Food watchdog pledges action on chicken E.coli
THE food watchdog has pledged to cut the use of antibiotics on farms after it emerged that a quarter of supermarket chicken has superbug strains of E.coli.
The Food Standards Agency says consumers face a ‘significant threat’ to health from antibiotic-resistant superbugs.
It spoke out after the Mail reported yesterday on research that found antibioticresistant strains of the food-poisoning bacteria E.coli on 24 per cent of 92 chicken samples from Tesco, Asda, Sainsbury’s, Morrisons, Waitrose, the Co-op and Aldi.

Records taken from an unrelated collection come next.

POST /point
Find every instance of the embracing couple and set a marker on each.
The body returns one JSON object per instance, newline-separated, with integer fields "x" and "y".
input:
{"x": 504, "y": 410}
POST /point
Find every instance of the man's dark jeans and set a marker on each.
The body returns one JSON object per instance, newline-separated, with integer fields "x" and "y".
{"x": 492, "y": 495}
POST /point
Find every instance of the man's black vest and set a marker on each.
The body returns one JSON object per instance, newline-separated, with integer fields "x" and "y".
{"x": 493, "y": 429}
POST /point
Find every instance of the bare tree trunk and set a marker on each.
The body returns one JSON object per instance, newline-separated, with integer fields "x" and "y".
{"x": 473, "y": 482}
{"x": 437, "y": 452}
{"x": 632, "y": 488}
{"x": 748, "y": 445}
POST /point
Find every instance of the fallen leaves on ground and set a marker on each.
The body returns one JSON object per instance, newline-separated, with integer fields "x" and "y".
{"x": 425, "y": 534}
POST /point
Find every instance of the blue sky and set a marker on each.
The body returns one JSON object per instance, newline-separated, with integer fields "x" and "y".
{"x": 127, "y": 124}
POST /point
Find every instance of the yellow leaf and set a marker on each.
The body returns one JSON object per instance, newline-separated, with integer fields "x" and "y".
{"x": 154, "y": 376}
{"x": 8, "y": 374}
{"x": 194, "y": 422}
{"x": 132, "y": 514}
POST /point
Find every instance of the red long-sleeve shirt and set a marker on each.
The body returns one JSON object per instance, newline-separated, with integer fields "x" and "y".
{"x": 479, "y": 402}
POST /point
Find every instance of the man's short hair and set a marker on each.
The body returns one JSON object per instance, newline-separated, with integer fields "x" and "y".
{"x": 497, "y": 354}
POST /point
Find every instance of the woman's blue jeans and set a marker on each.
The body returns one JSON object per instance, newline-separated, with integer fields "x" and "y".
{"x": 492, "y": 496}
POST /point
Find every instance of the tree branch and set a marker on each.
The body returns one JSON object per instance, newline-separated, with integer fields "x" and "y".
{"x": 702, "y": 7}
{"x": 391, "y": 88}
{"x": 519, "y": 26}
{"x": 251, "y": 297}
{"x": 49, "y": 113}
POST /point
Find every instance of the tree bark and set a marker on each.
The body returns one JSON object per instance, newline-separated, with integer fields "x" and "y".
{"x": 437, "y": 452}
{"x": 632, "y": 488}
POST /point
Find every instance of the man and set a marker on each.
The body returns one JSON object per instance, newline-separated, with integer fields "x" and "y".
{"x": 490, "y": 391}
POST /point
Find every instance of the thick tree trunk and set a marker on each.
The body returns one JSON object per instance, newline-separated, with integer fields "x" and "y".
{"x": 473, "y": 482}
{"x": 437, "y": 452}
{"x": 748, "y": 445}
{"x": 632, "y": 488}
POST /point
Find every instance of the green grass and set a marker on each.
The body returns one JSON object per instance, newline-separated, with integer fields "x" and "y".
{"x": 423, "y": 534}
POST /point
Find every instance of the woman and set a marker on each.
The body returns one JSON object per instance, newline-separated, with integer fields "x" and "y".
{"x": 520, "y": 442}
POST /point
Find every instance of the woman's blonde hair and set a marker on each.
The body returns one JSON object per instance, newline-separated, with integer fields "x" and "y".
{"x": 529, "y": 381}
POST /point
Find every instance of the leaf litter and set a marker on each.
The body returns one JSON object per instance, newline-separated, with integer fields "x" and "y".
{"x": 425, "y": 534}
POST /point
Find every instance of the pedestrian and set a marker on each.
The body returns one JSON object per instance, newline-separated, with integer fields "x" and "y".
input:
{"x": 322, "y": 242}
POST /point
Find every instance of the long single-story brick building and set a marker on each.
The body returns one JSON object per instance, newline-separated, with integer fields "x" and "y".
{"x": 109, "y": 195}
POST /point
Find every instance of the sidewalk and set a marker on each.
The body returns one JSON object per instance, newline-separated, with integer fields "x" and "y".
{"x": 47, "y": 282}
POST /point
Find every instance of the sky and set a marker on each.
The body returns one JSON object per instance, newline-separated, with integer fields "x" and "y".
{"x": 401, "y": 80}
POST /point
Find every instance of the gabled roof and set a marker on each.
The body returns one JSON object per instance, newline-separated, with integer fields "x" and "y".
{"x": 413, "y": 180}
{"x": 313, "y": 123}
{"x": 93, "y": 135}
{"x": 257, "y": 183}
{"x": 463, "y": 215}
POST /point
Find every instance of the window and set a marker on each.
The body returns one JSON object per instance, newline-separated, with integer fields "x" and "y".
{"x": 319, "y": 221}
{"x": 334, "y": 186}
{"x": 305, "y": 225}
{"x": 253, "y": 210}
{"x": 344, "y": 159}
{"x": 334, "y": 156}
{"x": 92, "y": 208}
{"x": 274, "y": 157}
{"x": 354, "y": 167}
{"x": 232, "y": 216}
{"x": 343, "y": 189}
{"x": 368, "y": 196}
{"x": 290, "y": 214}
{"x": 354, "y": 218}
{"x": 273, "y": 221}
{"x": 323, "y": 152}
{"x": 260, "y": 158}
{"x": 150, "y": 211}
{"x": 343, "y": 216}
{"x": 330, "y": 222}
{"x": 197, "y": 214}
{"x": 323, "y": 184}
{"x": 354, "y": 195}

Such superbug strains kill more than 5,500 people a year in England alone.
The rise of food-borne superbugs has been attributed to the use of antibiotics to treat chicken, pigs and cattle that fall sick.
Bugs such as E.coli, campylobacter and salmonella have mutated to develop a resistance to the antibiotics known as antimicrobial resistance, or AMR. Anyone who falls ill after coming into contact with these bacteria will be harder to cure.
The FSA has been carrying out its own tests to establish the scale of the problem, with results due out this year. It said: ‘AMR is a significant threat to public health. We aim to reduce the use of antimicrobials in food production animals.’